Здесь ей удавалось забывать, хотя бы на время, о том, из чего сложилась ее жизнь. Здесь она уже не была матерью смертельно больной женщины. Не отдала свою молодость грубому и вспыльчивому мужчине без образования, бросившему ее ради жирной секретарши с канареечными волосами. Не вела скромную жизнь в огромном пустом доме. Не обслуживала женщин, с которыми когда-то надеялась — попусту, как выяснилось, — близко сойтись.

Приезжая в Бостон, она обращалась в даму, которая останавливается в хорошем отеле. Которая носит в сумочке тонкий золотой карандашик и черный блестящий тубус французской губной помады. Которая появляется здесь, чтобы повидаться с сыном, крепкого сложения мужчиной в джинсах и твидовом пиджаке.
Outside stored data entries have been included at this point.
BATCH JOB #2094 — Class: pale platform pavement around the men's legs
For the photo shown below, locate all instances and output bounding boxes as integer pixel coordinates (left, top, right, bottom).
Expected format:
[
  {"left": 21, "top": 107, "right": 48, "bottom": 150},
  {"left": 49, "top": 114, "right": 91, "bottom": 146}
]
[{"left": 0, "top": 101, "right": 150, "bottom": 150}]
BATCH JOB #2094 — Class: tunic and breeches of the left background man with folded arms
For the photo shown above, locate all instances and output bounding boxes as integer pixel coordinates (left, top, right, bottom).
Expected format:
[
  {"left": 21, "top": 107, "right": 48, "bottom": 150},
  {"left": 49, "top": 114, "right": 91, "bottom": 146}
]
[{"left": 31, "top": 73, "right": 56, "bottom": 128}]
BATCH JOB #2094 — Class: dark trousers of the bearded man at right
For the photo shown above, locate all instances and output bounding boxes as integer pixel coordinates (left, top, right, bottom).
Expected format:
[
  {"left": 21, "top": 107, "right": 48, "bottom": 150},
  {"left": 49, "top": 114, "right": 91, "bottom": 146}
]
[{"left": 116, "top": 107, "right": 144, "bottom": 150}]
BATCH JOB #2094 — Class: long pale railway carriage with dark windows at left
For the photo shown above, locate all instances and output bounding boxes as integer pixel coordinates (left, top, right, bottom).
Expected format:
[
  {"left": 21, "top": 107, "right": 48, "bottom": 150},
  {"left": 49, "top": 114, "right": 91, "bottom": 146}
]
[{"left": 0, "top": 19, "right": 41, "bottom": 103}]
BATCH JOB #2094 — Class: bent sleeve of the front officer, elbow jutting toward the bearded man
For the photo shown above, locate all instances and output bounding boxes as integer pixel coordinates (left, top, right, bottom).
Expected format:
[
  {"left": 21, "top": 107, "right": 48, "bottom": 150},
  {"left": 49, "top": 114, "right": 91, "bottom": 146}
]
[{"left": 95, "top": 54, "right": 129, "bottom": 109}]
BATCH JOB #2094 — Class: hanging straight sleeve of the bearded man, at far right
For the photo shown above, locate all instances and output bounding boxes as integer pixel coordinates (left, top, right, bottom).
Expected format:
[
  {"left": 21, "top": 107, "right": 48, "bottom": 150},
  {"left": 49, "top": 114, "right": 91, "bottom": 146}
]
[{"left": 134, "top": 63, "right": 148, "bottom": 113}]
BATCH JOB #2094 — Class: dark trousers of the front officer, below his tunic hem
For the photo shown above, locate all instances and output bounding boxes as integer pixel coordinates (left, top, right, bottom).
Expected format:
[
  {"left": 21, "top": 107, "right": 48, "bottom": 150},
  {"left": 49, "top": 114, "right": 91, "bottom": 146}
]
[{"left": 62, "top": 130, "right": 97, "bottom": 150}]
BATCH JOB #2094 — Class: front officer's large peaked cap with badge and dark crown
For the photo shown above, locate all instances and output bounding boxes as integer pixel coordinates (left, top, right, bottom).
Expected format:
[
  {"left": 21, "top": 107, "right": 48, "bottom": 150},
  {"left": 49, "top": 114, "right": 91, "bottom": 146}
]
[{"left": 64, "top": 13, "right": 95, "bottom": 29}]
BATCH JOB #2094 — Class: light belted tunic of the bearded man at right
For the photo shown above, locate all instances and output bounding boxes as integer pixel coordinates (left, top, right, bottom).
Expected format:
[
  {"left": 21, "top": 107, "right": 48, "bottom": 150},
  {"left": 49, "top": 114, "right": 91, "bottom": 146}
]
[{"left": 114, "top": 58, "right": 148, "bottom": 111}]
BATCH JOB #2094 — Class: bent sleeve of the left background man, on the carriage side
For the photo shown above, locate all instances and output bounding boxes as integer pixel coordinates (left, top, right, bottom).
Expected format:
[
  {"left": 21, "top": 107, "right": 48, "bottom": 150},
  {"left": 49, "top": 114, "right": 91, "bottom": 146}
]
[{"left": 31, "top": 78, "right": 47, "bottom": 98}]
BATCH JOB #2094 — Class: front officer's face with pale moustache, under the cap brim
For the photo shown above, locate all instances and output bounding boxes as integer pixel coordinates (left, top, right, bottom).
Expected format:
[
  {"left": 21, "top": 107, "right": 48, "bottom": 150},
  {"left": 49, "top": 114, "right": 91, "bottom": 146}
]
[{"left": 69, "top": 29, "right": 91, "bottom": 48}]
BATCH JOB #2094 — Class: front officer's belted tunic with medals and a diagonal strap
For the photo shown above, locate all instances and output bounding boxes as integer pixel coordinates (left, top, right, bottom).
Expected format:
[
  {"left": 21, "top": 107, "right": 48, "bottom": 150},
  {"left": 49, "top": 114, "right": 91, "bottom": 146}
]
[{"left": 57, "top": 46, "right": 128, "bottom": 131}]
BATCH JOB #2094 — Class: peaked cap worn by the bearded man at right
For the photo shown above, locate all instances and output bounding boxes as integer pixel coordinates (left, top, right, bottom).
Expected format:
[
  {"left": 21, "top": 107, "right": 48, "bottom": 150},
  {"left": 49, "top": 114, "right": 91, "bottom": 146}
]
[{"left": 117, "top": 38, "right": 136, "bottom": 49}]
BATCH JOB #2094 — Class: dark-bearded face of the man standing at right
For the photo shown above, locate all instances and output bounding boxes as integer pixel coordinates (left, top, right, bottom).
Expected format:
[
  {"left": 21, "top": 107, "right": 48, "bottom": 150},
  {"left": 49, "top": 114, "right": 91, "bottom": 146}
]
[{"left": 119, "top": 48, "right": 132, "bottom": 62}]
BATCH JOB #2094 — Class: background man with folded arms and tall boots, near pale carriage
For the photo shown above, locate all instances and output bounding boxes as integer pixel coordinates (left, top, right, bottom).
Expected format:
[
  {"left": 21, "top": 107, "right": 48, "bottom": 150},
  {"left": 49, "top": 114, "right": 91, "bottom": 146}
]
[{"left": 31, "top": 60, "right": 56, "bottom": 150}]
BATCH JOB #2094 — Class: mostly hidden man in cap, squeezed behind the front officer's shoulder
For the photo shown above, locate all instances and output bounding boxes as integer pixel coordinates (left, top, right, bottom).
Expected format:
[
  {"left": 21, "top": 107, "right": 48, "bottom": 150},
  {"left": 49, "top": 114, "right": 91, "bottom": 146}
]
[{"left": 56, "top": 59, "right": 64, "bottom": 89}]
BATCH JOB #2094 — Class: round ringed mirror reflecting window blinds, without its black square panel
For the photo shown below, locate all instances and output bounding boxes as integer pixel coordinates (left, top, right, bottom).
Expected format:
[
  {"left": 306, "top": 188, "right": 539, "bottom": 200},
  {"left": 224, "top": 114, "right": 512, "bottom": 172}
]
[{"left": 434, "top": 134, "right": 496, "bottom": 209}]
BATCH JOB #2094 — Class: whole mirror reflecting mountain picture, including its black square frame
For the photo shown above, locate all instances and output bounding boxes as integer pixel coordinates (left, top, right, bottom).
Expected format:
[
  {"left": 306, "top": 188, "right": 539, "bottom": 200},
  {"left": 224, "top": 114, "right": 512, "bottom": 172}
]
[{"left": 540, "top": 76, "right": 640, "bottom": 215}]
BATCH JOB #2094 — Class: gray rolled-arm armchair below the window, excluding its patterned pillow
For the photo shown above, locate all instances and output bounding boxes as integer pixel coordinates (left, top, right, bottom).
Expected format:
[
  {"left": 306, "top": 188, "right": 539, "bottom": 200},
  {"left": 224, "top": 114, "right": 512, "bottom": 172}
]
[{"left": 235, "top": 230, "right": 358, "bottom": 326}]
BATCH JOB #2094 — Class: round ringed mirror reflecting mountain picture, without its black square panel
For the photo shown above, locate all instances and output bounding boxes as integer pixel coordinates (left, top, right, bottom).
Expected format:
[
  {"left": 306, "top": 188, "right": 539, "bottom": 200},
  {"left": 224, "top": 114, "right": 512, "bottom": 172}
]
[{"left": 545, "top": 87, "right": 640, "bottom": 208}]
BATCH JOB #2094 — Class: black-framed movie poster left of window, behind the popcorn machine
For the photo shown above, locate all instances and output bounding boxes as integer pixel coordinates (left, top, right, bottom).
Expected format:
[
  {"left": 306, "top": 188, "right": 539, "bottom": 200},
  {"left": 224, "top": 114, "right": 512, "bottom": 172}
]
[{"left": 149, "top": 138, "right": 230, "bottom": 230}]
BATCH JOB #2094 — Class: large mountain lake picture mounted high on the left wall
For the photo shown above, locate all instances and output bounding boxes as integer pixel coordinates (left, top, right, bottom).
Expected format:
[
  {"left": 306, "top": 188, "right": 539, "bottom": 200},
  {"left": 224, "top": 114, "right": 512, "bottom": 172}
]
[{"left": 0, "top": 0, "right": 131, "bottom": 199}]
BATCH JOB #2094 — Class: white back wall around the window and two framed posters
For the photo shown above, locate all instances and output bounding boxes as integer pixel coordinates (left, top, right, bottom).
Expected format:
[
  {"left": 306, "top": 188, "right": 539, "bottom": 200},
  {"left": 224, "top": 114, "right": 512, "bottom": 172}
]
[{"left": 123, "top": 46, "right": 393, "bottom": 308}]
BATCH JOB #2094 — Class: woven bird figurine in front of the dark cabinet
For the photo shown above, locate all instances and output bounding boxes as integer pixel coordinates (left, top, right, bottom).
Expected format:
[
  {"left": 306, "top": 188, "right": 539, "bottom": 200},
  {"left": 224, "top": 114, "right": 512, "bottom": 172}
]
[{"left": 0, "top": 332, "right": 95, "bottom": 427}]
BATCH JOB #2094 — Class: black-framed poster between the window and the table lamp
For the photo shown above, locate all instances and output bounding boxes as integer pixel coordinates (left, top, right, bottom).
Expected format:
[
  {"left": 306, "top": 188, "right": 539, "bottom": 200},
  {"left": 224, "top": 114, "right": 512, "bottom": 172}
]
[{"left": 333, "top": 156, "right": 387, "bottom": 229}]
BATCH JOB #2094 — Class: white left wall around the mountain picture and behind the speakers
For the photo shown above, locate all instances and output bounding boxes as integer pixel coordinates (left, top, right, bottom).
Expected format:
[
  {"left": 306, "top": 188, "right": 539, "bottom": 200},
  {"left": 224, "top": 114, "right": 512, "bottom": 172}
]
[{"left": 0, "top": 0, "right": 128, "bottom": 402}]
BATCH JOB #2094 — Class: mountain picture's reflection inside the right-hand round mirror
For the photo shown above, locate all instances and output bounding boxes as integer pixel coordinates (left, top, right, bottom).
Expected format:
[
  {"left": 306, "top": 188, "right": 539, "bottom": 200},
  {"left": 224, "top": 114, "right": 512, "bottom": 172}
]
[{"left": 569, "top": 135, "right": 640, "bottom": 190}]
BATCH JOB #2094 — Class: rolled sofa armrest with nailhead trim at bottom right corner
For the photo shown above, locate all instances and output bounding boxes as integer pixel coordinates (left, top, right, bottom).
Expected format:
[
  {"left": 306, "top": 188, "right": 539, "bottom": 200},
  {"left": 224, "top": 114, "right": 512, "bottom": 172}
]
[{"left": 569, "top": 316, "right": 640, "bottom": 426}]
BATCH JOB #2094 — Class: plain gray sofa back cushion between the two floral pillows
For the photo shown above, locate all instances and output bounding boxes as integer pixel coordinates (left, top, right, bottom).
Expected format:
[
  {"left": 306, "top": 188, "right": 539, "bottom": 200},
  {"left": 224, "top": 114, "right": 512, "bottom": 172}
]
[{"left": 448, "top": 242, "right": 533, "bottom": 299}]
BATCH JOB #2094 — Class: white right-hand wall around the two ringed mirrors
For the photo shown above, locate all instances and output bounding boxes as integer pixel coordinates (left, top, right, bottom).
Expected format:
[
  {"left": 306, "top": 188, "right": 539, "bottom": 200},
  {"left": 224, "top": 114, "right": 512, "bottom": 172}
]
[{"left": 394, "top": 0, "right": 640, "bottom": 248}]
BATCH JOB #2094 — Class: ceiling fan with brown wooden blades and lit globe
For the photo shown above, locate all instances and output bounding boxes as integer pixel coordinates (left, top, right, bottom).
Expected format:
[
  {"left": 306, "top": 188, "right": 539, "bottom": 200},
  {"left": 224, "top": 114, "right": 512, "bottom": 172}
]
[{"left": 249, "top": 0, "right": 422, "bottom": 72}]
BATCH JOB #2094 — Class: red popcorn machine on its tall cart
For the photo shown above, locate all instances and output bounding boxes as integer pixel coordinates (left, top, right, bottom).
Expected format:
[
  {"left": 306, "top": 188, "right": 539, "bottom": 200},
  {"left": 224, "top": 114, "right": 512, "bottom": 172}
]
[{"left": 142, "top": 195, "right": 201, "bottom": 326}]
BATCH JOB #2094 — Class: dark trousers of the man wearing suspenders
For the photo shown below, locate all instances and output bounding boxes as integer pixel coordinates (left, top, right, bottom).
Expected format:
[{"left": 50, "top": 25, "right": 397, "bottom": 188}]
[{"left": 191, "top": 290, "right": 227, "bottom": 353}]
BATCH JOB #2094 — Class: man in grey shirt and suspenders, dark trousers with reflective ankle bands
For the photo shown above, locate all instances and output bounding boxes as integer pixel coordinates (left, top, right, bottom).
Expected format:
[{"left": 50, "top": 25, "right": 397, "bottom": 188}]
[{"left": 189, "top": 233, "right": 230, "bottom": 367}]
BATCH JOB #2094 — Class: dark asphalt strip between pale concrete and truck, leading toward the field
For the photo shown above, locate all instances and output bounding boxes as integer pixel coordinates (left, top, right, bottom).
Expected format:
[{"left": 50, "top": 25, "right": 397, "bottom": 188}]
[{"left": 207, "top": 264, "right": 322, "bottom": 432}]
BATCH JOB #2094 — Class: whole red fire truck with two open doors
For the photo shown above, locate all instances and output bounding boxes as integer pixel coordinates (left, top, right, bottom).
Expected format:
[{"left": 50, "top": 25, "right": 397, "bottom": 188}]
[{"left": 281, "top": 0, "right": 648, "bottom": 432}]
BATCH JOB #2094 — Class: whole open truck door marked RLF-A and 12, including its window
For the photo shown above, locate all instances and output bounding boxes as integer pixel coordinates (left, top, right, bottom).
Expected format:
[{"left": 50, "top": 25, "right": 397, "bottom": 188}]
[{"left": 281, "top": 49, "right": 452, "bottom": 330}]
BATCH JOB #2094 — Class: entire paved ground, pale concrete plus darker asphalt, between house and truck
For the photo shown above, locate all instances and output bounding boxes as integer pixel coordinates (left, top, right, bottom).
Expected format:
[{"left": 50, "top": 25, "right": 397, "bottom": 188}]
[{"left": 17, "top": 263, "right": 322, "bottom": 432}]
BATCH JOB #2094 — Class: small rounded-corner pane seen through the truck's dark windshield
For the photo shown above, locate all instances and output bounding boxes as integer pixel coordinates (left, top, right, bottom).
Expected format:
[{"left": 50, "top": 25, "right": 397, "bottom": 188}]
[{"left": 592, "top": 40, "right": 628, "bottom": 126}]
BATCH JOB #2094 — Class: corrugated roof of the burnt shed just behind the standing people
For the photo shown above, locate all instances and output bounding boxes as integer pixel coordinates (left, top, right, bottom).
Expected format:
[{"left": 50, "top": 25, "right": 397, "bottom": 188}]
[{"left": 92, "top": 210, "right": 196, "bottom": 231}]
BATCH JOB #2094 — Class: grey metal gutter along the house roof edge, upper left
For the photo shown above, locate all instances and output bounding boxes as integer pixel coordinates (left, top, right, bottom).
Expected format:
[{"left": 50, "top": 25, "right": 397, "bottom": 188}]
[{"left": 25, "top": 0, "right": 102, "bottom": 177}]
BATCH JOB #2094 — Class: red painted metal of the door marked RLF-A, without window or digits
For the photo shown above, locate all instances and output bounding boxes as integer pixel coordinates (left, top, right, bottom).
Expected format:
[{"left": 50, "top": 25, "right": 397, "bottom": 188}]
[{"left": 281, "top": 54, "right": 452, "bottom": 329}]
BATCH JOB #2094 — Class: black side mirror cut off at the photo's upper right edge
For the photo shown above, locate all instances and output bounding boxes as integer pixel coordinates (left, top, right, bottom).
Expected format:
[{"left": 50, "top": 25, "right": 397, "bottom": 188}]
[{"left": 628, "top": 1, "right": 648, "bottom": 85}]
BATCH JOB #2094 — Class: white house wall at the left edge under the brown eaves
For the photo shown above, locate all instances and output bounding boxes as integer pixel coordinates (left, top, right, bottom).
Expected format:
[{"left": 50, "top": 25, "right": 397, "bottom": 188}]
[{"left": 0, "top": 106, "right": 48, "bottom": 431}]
Билли (она все-таки научилась, разговаривая с ним, называть его Биллом) встречался с ней в ресторанах или в магазинах — или просто звонил ей в отель. Сколько ни приезжала она в Бостон, а в квартире сына так ни разу и не побывала. Вообще приезды сюда были обставлены определенного рода формальностями. Направляясь в этот город, она оставляла свою жизнь позади, и Билли, в определенном смысле, оставлял, встречаясь с ней, позади свою. Он надевал пиджак и самые презентабельные полуботинки, какие у него имелись, и ехал подземкой в ту часть Бостона, которая была для него почти такой же чужой, как для Мэри. Они превращались в туристов. Гуляли по дышавшим гордой, вызывающей безликостью улицам Бостона с его крапчатыми кирпичами и известняком, с ни о чем, кроме себя, не думающей яростной коммерцией и полными товаров витринами. Мэри укладывала ладонь на сгиб его руки и беседовала с Биллом о приятных, обыденных вещах. Между ними стояло столько недосказанного. Мэри знала, кто он, хоть Вилл ничего ей об этом не говорил, а сама она ни разу не задала ему ни одного прямого вопроса. Точно вспомнить, когда она все поняла, Мэри затруднялась. Она сообразила, что сын ее — гомосексуалист, не то весной 1980-го, не то осенью 1982-го, а может, в Рождество, наступившее после тридцатилетия Билли. Мэри думала, что способна припомнить то время, когда она ничего еще не знала, но при любой попытке проделать это память ее выворачивалась наизнанку и ей начинало казаться, что она знала всегда, даже в детстве Билли. Воспоминания о его невинности существовали лишь на задворках сознания Мэри, а там он обращался в какого-то другого человека, которого она вроде бы и воспринимала чувствами, но пока что ни разу не видела. И когда она оборачивалась, чтобы вглядеться в прошлое, когда пыталась отыскать в нем Мэри, которая верила, что ее сын любит женщин, что он когда-нибудь женится, увиденное ею оказывалось зараженным тем, что она знала теперь, а образ матери гетеросексуального сына исчезал, как если бы и Мэри-то никакой на свете никогда не было.